ETS' "Comedy" of Arrogance

Status: 
Archived
Subject: 
University Testing

New York City test-takers recently had first-hand exposure to what critics have long termed the unaccountable and arbitrary behavior of the Educational Testing Service (ETS).

 

First, ETS could not find sixty answer sheets submitted from this May's SAT administration at Stuyvesant High School. After neglecting to notify test-takers of the problem for a month, ETS sent a letter announcing that the materials were "lost" and offering a free make-up -- the very next Saturday following a week of final exams for many students.

 

After protests from students and parents about the short notice, the lack of choice in exam scheduling, and the generally poor process, the testing company offered an alternative make-up date. But soon after the retests were administered, ETS "found" more than two-thirds of the answer sheets from the original test.
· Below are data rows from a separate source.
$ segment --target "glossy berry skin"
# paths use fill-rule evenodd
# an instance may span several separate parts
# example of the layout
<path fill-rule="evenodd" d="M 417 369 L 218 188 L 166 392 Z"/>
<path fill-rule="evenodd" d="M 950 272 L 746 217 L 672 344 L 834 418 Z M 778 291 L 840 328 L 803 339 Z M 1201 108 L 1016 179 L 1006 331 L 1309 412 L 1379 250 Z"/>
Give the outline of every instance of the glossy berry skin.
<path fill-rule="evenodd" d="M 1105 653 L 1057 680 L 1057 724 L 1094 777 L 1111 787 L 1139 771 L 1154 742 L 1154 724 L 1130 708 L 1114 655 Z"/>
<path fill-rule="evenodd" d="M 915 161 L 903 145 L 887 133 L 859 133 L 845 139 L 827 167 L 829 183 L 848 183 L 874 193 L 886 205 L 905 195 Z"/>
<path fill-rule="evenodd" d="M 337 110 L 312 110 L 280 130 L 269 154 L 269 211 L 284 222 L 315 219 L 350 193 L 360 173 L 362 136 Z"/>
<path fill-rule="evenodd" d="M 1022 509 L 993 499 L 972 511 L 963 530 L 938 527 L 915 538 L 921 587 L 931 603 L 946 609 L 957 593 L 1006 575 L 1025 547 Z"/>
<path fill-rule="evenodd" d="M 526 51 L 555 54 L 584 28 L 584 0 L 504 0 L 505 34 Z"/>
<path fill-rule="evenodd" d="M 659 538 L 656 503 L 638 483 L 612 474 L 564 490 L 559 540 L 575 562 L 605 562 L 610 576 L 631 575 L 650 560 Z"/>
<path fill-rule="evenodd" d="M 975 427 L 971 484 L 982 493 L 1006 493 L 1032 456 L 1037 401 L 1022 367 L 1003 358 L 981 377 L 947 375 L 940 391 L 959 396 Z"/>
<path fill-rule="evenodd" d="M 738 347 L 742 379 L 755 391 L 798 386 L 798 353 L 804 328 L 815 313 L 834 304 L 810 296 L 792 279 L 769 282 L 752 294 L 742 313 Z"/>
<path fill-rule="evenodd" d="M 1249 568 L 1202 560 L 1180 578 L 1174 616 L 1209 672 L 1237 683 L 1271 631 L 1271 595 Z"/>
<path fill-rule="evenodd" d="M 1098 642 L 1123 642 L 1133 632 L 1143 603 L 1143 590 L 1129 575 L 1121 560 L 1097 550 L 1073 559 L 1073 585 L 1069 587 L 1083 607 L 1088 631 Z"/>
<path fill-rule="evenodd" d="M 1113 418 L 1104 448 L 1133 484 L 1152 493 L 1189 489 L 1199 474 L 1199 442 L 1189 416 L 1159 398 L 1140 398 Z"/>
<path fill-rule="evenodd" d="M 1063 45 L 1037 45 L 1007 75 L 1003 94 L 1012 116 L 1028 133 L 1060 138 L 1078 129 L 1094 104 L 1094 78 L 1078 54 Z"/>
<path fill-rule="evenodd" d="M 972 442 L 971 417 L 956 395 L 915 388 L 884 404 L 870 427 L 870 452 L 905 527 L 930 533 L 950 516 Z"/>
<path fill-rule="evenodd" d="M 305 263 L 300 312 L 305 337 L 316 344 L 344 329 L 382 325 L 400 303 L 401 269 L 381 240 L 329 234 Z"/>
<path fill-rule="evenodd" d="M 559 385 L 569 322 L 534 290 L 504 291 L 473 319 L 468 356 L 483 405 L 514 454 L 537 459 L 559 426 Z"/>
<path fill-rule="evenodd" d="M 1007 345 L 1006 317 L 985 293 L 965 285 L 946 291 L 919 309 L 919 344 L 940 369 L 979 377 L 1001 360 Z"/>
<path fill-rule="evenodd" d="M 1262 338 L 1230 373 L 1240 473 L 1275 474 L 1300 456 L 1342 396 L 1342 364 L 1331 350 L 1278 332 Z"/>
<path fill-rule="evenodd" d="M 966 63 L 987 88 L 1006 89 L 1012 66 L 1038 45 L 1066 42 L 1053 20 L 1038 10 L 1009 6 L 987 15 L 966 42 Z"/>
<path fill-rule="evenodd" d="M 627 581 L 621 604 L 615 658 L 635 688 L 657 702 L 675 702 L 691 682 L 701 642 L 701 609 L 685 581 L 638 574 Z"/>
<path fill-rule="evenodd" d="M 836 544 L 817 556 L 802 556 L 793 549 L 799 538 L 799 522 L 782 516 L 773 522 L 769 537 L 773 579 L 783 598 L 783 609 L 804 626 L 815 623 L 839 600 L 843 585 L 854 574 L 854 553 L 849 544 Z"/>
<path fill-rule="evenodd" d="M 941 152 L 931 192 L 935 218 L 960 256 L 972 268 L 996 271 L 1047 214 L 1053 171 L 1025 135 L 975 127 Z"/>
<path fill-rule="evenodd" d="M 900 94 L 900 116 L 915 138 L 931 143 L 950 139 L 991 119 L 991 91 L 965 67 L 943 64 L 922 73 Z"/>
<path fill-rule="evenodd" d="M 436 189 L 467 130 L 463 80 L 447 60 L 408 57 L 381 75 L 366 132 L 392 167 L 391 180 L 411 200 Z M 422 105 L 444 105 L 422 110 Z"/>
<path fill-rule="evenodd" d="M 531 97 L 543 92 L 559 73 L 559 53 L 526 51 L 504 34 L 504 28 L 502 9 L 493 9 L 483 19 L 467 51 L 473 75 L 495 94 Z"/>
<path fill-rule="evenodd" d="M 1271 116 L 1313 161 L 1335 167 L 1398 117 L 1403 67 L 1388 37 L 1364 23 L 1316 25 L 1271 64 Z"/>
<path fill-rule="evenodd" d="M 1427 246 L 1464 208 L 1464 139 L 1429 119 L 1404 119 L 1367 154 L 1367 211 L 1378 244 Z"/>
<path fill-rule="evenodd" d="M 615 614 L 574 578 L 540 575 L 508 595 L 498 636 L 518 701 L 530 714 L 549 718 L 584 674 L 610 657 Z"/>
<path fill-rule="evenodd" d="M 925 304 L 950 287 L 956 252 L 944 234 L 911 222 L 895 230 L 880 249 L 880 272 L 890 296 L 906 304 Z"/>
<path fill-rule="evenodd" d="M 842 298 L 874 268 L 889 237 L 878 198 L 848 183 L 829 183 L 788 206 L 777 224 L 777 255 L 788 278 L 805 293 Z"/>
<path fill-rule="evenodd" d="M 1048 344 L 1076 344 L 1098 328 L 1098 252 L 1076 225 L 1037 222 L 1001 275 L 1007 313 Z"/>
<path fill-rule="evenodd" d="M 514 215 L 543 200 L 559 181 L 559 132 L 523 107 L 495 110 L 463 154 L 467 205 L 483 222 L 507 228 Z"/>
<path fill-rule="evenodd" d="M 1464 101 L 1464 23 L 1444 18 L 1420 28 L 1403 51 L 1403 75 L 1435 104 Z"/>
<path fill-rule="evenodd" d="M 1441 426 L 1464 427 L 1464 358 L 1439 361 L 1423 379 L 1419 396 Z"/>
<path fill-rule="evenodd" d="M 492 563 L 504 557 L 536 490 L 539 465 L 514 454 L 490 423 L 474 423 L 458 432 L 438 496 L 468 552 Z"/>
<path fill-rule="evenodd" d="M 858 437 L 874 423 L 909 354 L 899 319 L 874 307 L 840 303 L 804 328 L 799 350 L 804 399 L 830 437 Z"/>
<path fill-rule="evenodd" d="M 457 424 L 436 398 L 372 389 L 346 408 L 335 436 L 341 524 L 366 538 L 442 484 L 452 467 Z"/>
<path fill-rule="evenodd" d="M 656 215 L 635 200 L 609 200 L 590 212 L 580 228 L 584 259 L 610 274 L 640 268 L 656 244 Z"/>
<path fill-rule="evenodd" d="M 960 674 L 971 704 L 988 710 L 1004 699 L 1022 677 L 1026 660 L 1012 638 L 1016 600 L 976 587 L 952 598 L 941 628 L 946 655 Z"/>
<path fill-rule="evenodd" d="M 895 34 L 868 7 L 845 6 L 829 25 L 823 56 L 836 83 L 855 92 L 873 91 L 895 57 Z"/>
In typical fashion, ETS informed students of this latest development in a letter indicating that scores from the make-up exam would not be reported to students, high schools or colleges.

 

Not surprisingly, test-takers who sat through an extra, and clearly unnecessary, SAT were outraged. Many could not fathom why they could be forced to take an additional SAT and then be denied access to their scores.

 

ETS says withholding the make-up scores is required by "policy" and, so far, has not yielded from its autocratic ruling. Nor has the company satisfactorily explained how some answer sheets could be located while others sent in the same package remain missing.

 

The experience should provide lessons for students, policy makers, and media around the nation. Without public oversight and regulation over ETS and similar firms, test-takers will forever be at the mercy of large corporations whose primary agenda is enhancing revenue and maintaining power, not serving their clients.